When it comes to healthcare, developers have to work extra hard to make sure that these technologies are safe, secure and validated – but it’s not impossible. “To us,” Sacks says, “best practice would be having well-validated systems and making sure that the technology has been verified. When different technologies are used, performance specifications may be important to ensure that they can be used interchangeably.

“We have a lot of safeguards in there to make sure that things are ethical and that they’re scientifically reliable,” Sacks continues. And it’s not just the FDA that holds this view. As Shaw explains, “[there has been] a big global push for interoperability; in other words, having the same data structured the same way so that it can be exchanged. The major group doing this is called Health Level 7 (HL7), which is an international organisation that’s been pushing for years, and they’re really creating these centralised data exchanges that are global.”

These frameworks and systems have been in place for some time now, but we’re still on a learning curve. “We’re not in the early days,” Shaw muses, “but we’re in the young days of trying to match up how the technologies have promise, but what’s the reality of how they’re going to be used?” As Sacks notes, “The big difficulty is that we don’t yet have the experience. We don’t have a thorough knowledge of how participants in trials are going to use them, how effectively they’re going to work for them. There are concerns that elderly patients may not be able to use these technologies comfortably – they may be less computer savvy.

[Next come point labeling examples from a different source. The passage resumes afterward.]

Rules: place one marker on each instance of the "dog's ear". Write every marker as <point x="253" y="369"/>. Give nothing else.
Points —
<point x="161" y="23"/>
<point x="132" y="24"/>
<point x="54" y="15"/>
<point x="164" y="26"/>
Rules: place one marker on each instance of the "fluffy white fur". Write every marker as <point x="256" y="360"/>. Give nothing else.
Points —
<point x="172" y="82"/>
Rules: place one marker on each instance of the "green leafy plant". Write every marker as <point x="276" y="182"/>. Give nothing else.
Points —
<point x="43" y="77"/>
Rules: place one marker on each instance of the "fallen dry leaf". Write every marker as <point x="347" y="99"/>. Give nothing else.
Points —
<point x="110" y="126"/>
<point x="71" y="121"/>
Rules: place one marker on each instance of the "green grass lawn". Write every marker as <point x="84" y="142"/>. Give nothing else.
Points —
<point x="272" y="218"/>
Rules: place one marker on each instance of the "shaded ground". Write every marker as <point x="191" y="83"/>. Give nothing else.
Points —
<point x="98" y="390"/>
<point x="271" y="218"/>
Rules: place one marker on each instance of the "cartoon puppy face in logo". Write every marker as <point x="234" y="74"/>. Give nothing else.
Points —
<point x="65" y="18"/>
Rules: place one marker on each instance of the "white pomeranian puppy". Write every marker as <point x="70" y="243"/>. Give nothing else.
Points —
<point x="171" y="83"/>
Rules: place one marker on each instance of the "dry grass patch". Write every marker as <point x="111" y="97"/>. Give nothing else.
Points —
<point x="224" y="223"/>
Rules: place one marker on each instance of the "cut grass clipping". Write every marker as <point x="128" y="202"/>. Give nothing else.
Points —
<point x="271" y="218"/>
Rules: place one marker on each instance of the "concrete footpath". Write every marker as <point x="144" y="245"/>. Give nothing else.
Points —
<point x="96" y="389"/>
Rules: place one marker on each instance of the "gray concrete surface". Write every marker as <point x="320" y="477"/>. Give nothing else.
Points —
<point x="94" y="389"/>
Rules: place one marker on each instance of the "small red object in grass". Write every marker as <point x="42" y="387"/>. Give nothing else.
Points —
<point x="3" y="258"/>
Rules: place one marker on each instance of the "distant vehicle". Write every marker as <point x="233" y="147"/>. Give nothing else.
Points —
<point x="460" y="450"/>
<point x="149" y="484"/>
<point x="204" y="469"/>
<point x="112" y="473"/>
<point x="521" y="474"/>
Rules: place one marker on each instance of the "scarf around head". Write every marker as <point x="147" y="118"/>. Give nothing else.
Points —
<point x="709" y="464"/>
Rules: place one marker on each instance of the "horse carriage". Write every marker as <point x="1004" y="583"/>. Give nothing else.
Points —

“Others may have physical difficulties, for example, patients with Parkinson’s may not be able to press small buttons. So, we have to learn about how patients will use them, how reliable they’ll be, and whether they’ll keep using them during the duration of the trial.” In a sense, then, DCTs are a kind of double trial, testing not only a drug, but a digital toolkit, too. “That’s probably where we are at the moment,” Sacks agrees. “These advanced technologies have not been used to any significant extent as the sole measurement in a clinical trial. But I think they’ll develop independence as we become more confident with them and as industry becomes confident with them.”

A bright future ahead

For Zibert, Sacks and Shaw, the future of DHTs looks bright. In the next ten years, they all agree that these technologies will be widespread, not only in clinical trials, but across healthcare – but only if developers design with the patient in mind. “I think the main thing that a lot of people are doing wrong is that they make an app and then they release the app, and then they think that all is good now. That’s not the case,” Zibert stresses. “The overarching goal of Studies&Me is personalising treatment development and that is exacted by listening to the voices of the patients, and also the doctors, to ensure that they understand, they feel motivated, and that they also gain something out of the clinical trials. You cannot just make one app that fits all – you have to make an app that fits the target population of your trial.” It’s a refrain that all three echo.

So, what does a patient-centric clinical trial look like, in an ideal world? “Patient-centric,” Zibert says “is if you want to do your trial visit with the doctor when you’re at the sea. Or in a forest. You can do it where it suits you the best, where you feel that you are in the scope of being yourself.” Welcome to the world of remote health – the toolkit to the future is already in your hands.

The pandemic proved that many remote activities for clinical trials can be done.
The advanced technologies are still in the early stages of development – it is unclear whether all patients will be receptive.